Overall, it is encouraging to see that using two different methods—SOMs treat the data as a continuum rather than discretized, whereas EOTs rely on eigenfunction analysis and are orthogonal in time—we can find similar precipitation patterns, as well as similar associated circulation patterns. This indicates that the identified four key regions of extreme precipitation and the related mechanisms are robust, as they are not sensitive to the choice of method.

5 Summary

This work identified the key regions of eastern China summer maximum 5-day precipitation interannual variability by using the Empirical Orthogonal Teleconnection (EOT; Smith 2004); van den Dool et al. 2000) technique, and then identified the water vapor transport processes and circulations that fuel those precipitation events. To confirm that the key regions and the related mechanisms are not dependant on the EOT method, these EOT-based circulation regimes are further validated by comparing them to results derived from applying Self-Organising Maps (SOMs; Kohonen (2001); Liu and Weisberg (2011)) of regional circulation. The main results are as follows:

  1. (1)

    Using the EOT analysis, we identified 4 key regions of coherent interannual variability in maximum 5-day precipitation in eastern China: north-eastern China (EOT1), the south of the lower reaches of the Yangtze valley (EOT2), the north of the lower reaches of the Yangtze valley (EOT4) and southern China (EOT3). We also found that within each region, the extreme precipitation tends to occur simultaneously.

  2. (2)

    The key region of EOT1 is in north-eastern China. A strong EASM with a weak monsoon front and a northward displaced upper-tropospheric westerly jet enhance the extreme precipitation related to EOT1.

  3. (3)

    The key regions related to EOT2 and EOT4 are the south and north of the lower reaches of the Yangtze valley, respectively. The extreme precipitations over these two regions are related to a strong and stable monsoon front. The monsoon fronts are enhanced and kept stable over the south or north of the lower reaches of the Yangtze valley by the enhanced and westward extended WNPSH.

  4. (4)

    The anomalies of WNPSH related to EOT2 and EOT4 are related to the El Niño decaying phase. In EOT4, the El Niño shaped SST warming in the tropical eastern Pacific is stronger, followed by a stronger WNPSH, pushing the monsoon front to the north of the lower reaches of the Yangtze River.

  5. (5)

    The WNPSH in EOT3 is also enhanced. The anomalous southerly wind around the western ridge of WNPSH transports more warm and wet air to southern China and leads to increased precipitation there. The enhancement of WNPSH in EOT3 is related to Pacific-Japan pattern, which is triggered by the enhanced convective heating over the Maritime Continent.

  6. (6)

    The 4 key regions of Rx5day and related circulation anomalies are not dependent on the EOT method we use, as they are confirmed with the Self-Organising Maps (SOMs) technique, which finds similar precipitation patterns and similar associated circulation patterns.

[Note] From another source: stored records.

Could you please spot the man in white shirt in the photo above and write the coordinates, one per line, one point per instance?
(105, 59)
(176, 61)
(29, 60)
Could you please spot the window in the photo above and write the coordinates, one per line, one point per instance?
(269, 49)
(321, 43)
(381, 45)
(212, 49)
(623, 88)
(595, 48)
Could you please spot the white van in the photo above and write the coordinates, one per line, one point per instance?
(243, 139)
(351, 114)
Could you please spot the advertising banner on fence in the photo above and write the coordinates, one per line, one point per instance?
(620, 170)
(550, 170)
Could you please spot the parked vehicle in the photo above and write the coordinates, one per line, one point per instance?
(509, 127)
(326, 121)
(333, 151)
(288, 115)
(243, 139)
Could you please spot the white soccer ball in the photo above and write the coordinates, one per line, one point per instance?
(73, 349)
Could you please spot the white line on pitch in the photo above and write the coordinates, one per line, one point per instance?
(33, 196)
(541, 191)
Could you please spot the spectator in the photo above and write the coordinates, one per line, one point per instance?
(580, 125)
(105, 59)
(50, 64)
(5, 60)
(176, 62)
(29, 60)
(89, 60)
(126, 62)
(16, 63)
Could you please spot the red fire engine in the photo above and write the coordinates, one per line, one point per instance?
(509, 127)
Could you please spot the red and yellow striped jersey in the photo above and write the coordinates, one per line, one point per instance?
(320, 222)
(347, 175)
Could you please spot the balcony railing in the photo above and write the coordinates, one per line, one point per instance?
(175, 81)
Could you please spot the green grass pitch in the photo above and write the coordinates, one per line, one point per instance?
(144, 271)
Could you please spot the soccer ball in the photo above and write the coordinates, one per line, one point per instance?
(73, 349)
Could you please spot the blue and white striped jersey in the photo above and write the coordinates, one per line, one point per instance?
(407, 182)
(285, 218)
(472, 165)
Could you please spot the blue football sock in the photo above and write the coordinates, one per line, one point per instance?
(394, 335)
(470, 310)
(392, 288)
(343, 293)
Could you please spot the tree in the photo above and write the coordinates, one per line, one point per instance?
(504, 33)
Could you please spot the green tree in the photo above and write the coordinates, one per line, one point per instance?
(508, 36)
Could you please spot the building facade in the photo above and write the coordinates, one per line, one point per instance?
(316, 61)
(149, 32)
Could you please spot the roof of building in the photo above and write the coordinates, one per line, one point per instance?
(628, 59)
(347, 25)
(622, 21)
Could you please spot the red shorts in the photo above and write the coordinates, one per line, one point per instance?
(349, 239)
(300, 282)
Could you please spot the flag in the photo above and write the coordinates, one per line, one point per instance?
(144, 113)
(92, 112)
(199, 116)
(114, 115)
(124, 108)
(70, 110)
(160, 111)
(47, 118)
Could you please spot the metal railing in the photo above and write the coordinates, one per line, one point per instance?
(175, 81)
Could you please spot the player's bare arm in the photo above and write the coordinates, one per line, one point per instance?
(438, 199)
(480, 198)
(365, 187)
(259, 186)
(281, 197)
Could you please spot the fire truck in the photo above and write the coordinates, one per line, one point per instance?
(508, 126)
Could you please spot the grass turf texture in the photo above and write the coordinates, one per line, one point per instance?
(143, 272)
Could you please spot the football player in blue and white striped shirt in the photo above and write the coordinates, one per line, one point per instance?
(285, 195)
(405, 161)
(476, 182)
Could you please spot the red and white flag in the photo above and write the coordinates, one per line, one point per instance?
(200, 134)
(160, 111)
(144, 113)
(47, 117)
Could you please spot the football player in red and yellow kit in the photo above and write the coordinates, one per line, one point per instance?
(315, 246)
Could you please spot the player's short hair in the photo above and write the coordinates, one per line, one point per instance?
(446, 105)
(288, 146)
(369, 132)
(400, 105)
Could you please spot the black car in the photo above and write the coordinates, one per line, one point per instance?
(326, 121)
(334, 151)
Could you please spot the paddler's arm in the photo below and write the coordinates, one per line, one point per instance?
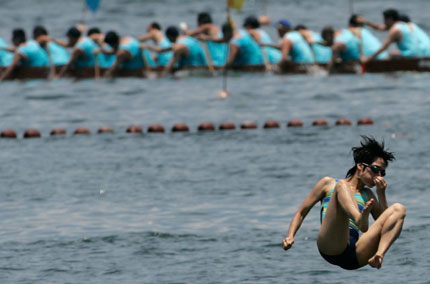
(376, 26)
(317, 194)
(155, 48)
(146, 37)
(178, 51)
(232, 54)
(393, 36)
(336, 49)
(121, 56)
(75, 55)
(202, 29)
(16, 59)
(286, 46)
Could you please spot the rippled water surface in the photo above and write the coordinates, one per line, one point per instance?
(199, 207)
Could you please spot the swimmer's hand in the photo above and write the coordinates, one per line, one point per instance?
(287, 243)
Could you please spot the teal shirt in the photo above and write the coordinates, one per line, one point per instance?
(164, 57)
(196, 55)
(371, 44)
(322, 53)
(274, 55)
(34, 54)
(218, 51)
(423, 40)
(408, 46)
(132, 46)
(301, 51)
(58, 54)
(249, 50)
(87, 45)
(6, 57)
(352, 43)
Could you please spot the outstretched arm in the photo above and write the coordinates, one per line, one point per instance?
(376, 26)
(316, 195)
(393, 36)
(75, 55)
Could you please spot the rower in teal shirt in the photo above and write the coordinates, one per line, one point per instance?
(28, 53)
(196, 55)
(249, 51)
(138, 58)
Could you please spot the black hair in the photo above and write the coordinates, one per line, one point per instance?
(300, 27)
(353, 22)
(391, 14)
(404, 18)
(227, 28)
(19, 35)
(252, 22)
(155, 25)
(326, 31)
(73, 32)
(204, 18)
(93, 30)
(39, 31)
(172, 31)
(368, 152)
(112, 39)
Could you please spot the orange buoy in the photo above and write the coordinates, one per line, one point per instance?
(58, 131)
(227, 125)
(320, 122)
(105, 129)
(134, 129)
(180, 127)
(295, 123)
(343, 121)
(82, 130)
(8, 133)
(365, 121)
(271, 124)
(248, 125)
(156, 128)
(32, 133)
(206, 126)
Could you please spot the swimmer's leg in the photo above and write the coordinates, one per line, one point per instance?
(372, 245)
(333, 236)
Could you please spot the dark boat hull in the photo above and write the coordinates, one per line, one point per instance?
(377, 66)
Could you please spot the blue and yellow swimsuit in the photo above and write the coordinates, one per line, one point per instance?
(348, 259)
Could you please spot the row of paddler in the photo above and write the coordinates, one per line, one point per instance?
(183, 127)
(208, 45)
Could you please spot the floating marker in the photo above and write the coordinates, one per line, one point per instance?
(206, 126)
(180, 127)
(58, 131)
(156, 128)
(248, 125)
(134, 129)
(295, 123)
(8, 133)
(227, 125)
(271, 124)
(32, 133)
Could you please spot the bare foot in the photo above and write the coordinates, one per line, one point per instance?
(363, 223)
(376, 261)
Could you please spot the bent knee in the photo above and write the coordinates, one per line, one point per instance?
(399, 209)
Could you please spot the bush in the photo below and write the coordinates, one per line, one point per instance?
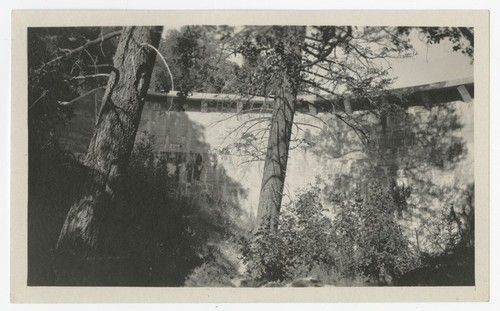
(359, 243)
(370, 240)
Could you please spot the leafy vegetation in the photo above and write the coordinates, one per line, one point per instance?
(359, 239)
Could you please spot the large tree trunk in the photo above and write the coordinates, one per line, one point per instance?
(111, 145)
(289, 46)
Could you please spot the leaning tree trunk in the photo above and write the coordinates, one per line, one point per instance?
(289, 46)
(111, 145)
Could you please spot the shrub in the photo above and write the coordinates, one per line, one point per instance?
(360, 243)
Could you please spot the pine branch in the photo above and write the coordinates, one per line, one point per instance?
(81, 48)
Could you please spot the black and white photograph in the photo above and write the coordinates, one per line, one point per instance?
(252, 155)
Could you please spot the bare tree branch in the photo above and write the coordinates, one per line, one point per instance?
(81, 48)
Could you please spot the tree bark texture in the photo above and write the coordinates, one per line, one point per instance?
(111, 145)
(273, 181)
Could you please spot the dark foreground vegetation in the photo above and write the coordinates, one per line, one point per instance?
(151, 234)
(157, 237)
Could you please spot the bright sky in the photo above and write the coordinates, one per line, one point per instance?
(433, 63)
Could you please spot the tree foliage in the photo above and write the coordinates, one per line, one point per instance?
(198, 59)
(359, 239)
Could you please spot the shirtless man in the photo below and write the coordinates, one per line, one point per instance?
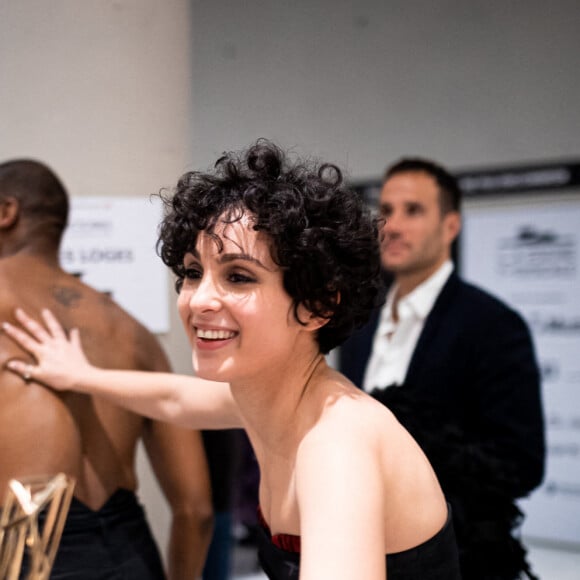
(45, 432)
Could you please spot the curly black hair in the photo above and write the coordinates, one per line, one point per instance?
(322, 234)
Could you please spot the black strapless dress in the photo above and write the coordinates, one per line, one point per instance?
(435, 559)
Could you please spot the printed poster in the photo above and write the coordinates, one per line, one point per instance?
(529, 255)
(110, 244)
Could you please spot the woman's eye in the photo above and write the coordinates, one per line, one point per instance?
(239, 278)
(192, 273)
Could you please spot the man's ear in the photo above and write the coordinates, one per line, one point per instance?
(452, 225)
(9, 210)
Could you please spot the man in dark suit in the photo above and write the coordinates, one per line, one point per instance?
(457, 367)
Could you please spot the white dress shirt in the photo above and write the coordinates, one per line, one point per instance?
(395, 342)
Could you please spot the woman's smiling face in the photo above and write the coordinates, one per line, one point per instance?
(236, 313)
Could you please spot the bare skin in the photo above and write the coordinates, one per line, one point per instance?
(44, 431)
(417, 236)
(318, 439)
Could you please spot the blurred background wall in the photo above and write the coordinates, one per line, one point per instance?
(122, 96)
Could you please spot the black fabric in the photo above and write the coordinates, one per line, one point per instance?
(478, 484)
(472, 386)
(113, 543)
(435, 559)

The dominant modes of interannual variability in extreme precipitation and the driving mechanisms identified in this study could provide insights toward developing an early warning system and improve future projections of extreme precipitation in eastern China. Since we still rely on global climate models to make future projections, now a question arises: How well can global models reproduce the observed extreme precipitation variability over eastern China and associated physical processes? Therefore, we also aim to evaluate how current climate models can reproduce these signals and what changes in risk they forecast. This will be presented in Part II of this study (Freychet et al. 2021).